|
On this page: list comprehension [f(x) for x in li if ...].
Filtering Items In a List
Suppose we have a list. Often, we want to gather only the items that meet certain criteria. Below, we have a list of words, and we want to extract from it only the ones that contain 'wo'. For this, we will need to first make a new empty list, and then iterate through the original list to find items put in:
|
>>> wood = 'How much wood would a woodchuck chuck if a woodchuck could
chuck wood?'.split()
>>> wood
['How', 'much', 'wood', 'would', 'a', 'woodchuck', 'chuck', 'if', 'a',
'woodchuck', 'could', 'chuck', 'wood?']
>>> wolist = []
>>> for x in wood:
if 'wo' in x:
wolist.append(x)
>>> wolist
['wood', 'would', 'woodchuck', 'woodchuck', 'wood?']
>>>
| |
OK, that works, but that's a lot of lines of code. What if I told you you can accomplish it all with one line of Python code? Well you can! Behold the superpower of list comprehension:
|
>>> [x for x in wood if 'wo' in x]
['wood', 'would', 'woodchuck', 'woodchuck', 'wood?']
>>>
| |
You want a list of words that are 5+ characters? That too can be done with list comprehension:
|
>>> [x for x in wood if len(x) >= 5]
['would', 'woodchuck', 'chuck', 'woodchuck', 'could', 'chuck', 'wood?']
>>>
| |
Words that are 5+ characters AND end with 'ck':
|
>>> [x for x in wood if len(x) >= 5 and x.endswith('ck')]

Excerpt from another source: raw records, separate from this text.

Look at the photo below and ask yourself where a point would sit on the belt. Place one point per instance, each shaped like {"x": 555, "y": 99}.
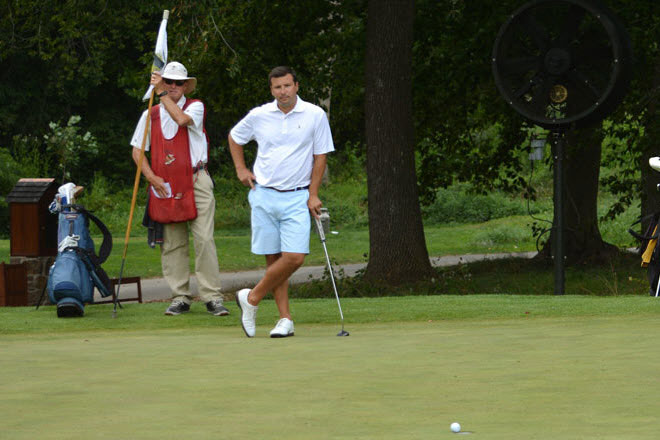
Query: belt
{"x": 200, "y": 166}
{"x": 300, "y": 188}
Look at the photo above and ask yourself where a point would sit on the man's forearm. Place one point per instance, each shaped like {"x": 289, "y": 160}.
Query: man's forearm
{"x": 237, "y": 154}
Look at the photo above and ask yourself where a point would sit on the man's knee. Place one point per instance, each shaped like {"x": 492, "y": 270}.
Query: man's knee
{"x": 294, "y": 259}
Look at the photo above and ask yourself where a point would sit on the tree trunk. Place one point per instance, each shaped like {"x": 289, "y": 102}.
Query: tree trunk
{"x": 651, "y": 178}
{"x": 582, "y": 239}
{"x": 397, "y": 249}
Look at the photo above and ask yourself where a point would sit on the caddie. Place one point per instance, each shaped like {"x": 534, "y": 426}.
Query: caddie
{"x": 181, "y": 188}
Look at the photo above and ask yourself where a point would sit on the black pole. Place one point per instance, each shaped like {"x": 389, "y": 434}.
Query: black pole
{"x": 558, "y": 251}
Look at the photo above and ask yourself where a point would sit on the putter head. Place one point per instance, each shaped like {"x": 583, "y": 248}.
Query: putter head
{"x": 654, "y": 163}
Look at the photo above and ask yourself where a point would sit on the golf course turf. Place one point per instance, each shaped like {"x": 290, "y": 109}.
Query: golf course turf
{"x": 574, "y": 367}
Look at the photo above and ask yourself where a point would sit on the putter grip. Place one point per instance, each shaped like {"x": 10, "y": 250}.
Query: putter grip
{"x": 319, "y": 227}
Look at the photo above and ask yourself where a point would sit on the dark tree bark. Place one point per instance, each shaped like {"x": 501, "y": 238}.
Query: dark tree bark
{"x": 582, "y": 239}
{"x": 651, "y": 148}
{"x": 397, "y": 249}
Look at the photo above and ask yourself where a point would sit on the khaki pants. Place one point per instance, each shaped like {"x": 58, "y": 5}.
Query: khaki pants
{"x": 175, "y": 251}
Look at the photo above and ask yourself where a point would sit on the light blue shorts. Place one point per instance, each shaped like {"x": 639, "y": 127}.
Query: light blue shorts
{"x": 280, "y": 221}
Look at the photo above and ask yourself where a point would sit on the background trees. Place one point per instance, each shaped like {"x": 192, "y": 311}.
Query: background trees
{"x": 90, "y": 58}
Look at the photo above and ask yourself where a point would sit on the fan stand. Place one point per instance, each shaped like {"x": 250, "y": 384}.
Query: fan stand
{"x": 558, "y": 244}
{"x": 562, "y": 64}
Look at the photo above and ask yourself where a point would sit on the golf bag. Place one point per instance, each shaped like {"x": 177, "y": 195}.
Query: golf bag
{"x": 649, "y": 249}
{"x": 77, "y": 268}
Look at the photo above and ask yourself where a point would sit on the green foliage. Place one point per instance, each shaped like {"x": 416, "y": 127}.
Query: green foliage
{"x": 66, "y": 145}
{"x": 621, "y": 156}
{"x": 458, "y": 204}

['woodchuck', 'chuck', 'woodchuck', 'chuck']
>>>
| |
You get the idea. Basically, list comprehension for filtering starts with [x for x in li], which in fact creates a new list that's identical to li, and then tacks on an if ... clause at the end, which works as filtering criteria.
|
>>> [x for x in wood if len(x) <= 4]
['How', 'much', 'wood', 'a', 'if', 'a']
>>>
| |
Transforming Items in a List
Another popular type of task with a list is to transform each item. For example, suppose I want to create a new list where each 'o' is replaced by 'oo' in every word. As before, the usual for-loop process gets the job done but is tedious:
|
>>> wood
['How', 'much', 'wood', 'would', 'a', 'woodchuck', 'chuck', 'if', 'a',
'woodchuck', 'could', 'chuck', 'wood?']
>>> doubleo = []
>>> for x in wood:
doubleo.append(x.replace('o', 'oo'))
>>> doubleo
['Hoow', 'much', 'wooood', 'woould', 'a', 'woooodchuck', 'chuck', 'if',
'a', 'woooodchuck', 'coould', 'chuck', 'wooood?']
>>>
| |
Again, with list comprehension, all you need is one line of code:
|
>>> [x.replace('o', 'oo') for x in wood]
['Hoow', 'much', 'wooood', 'woould', 'a', 'woooodchuck', 'chuck', 'if',
'a', 'woooodchuck', 'coould', 'chuck', 'wooood?']
>>>
| |
Another example -- capitalizing every word:
|
>>> [x.capitalize() for x in wood]
['How', 'Much', 'Wood', 'Would', 'A', 'Woodchuck', 'Chuck', 'If', 'A',
'Woodchuck', 'Could', 'Chuck', 'Wood?']
>>>
| |
A list of word length, for every word in wood:
|
>>> [len(x) for x in wood]
[3, 4, 4, 5, 1, 9, 5, 2, 1, 9, 5, 5, 5]
>>>
| |
So you can see how handy this is. The syntax works like this: starting with [x for x in li], which creates a new list that's identical to li, the initial x is substituted with f(x), a certain function with x as the input. The result is a new list where each x is transformed to f(x).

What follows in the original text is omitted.